Persistence of Vision
Ed Weinstein doesn’t let go of dreams easily. The award-winning architect steadfastly held his vision for a downtown Seattle horse stable known as Union Stables.
Built in 1909, the 63,768-square-foot, four-story heavy timber and masonry building stood silent for decades, tantalizing Ed Weinstein, FAIA, with a wealth of adaptive reuse possibilities to revive this landmark near Seattle’s Pike Place Market. Over the years, the building had served as a parking garage, auto body shop and furniture warehouse. Today Union Stables shines as a Class A office center and treasured Seattle landmark listed on the National Register of Historic Places.
Weinstein’s initial contact with Union Stables goes back to the early 1980s. Early in his career, Weinstein worked in an office just across the street from the aging stables. “On a number of occasions the Union Stables owner had me look at different options for the building, including office and multi-family housing.” Then, after three decades of false starts, the stars aligned in 2013 for the long-awaited restoration.
“A well-regarded construction company was looking for a new home. They purchased a 50 percent interest in Union Stables, with a plan to renovate it as their headquarters. At that point, we committed to become a tenant and design the facility,” Weinstein says.
Weinstein heads Weinstein A+U, a Seattle-based 35-person regional architectural firm that works on “a broad cross-section of project types,” including retail, office, public-sector work, mixed-use and multi-family. The firm has won about 70 design awards from the American Institute of Architects.
The reinvention of the stables called for a seismic retrofit, façade restoration, new HVAC and plumbing systems, and the addition of a fifth-floor penthouse.

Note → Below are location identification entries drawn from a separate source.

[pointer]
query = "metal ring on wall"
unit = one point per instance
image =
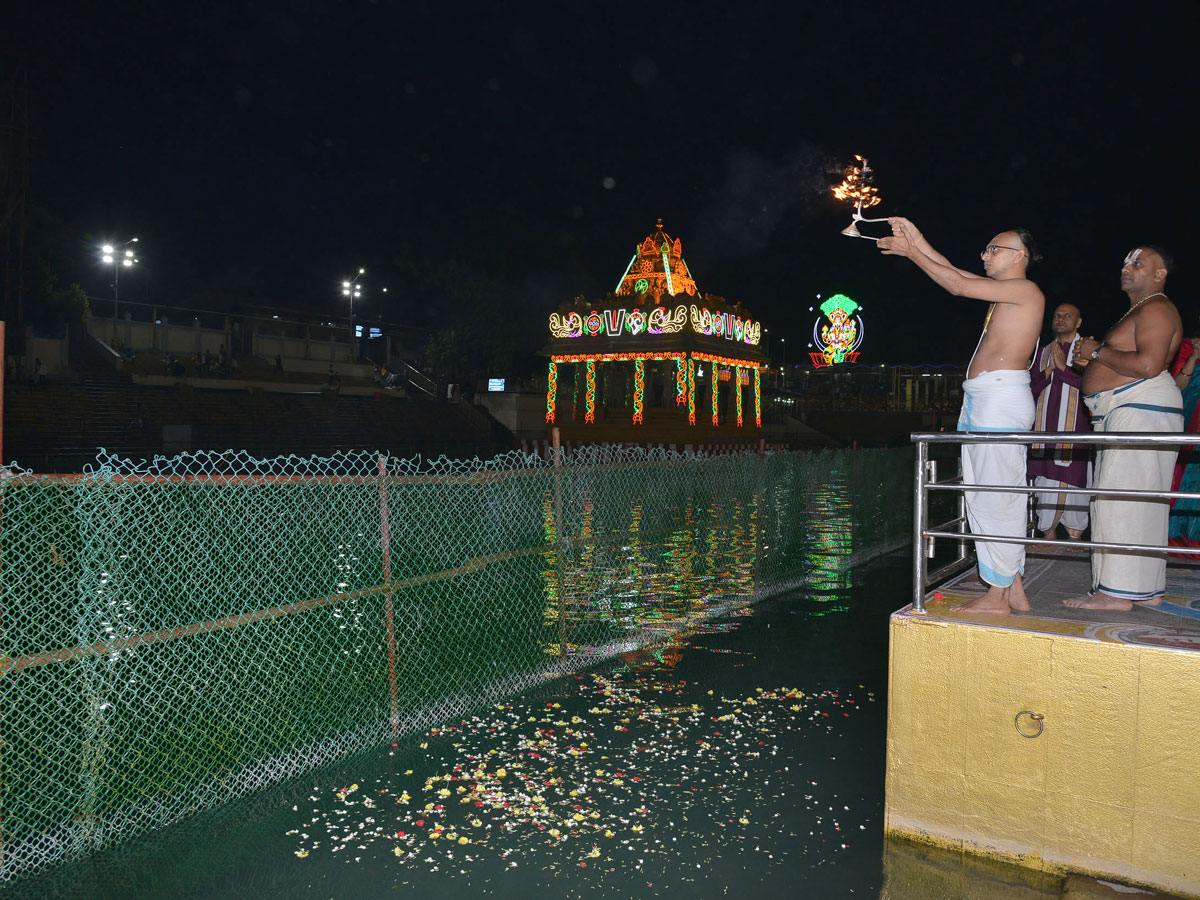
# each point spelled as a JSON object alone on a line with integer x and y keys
{"x": 1036, "y": 717}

Every effort was made to maintain the building’s character, such as preserving the heavy timber columns—right down to the gnaw marks left by restless horses.
As for the windows, that renovation decision to restore, replace or replicate was easy—they didn’t exist. The windows had been removed about 25 years earlier and replaced with plywood painted to resemble a window, Weinstein reports.
To balance the demands of the local landmark preservation board and the U.S. Department of Interior with the project’s budget and aesthetic, Weinstein turned to Marvin. “We replaced them with Marvin windows that were close in pattern and profile to what we could determine from old photographs,” he says. With Marvin, Weinstein was able to specify standard size windows while satisfying the need for accurate historic detail, without having to build fully custom.
“The sash and profiles were absolutely perfect,” he says, praising the new windows.
Economy with Accuracy
Marvin was ideal, Weinstein says. “They were simple and direct,” he observes. “We wanted to abstract the divided lite windows that were here before. The new windows are a single large panel of glass with a spacer bar in the cavity and muntin bars affixed on the inside and outside to match the original pattern. We achieve economy with aesthetic accuracy.”
What’s more, he says, “their energy performance met our criteria very well”—so much so, that they helped Union Stables earn LEED Gold certification from the USGBC. The reborn Union Stables delivered in early 2015 was greeted with wide acclaim. Among several distinctions, it won the 2015 Washington state NAIOP Redevelopment/Renovation of the Year Award.
Weinstein’s persistence of vision yielded an especially sweet reward. “I’m now sitting in my chair, looking out at my old office from 35 years ago. It feels just like yesterday. I’m gratified the firm has grown and stayed in the neighborhood. It’s wonderful to be in a building with a charismatic architectural character and premier office amenities.”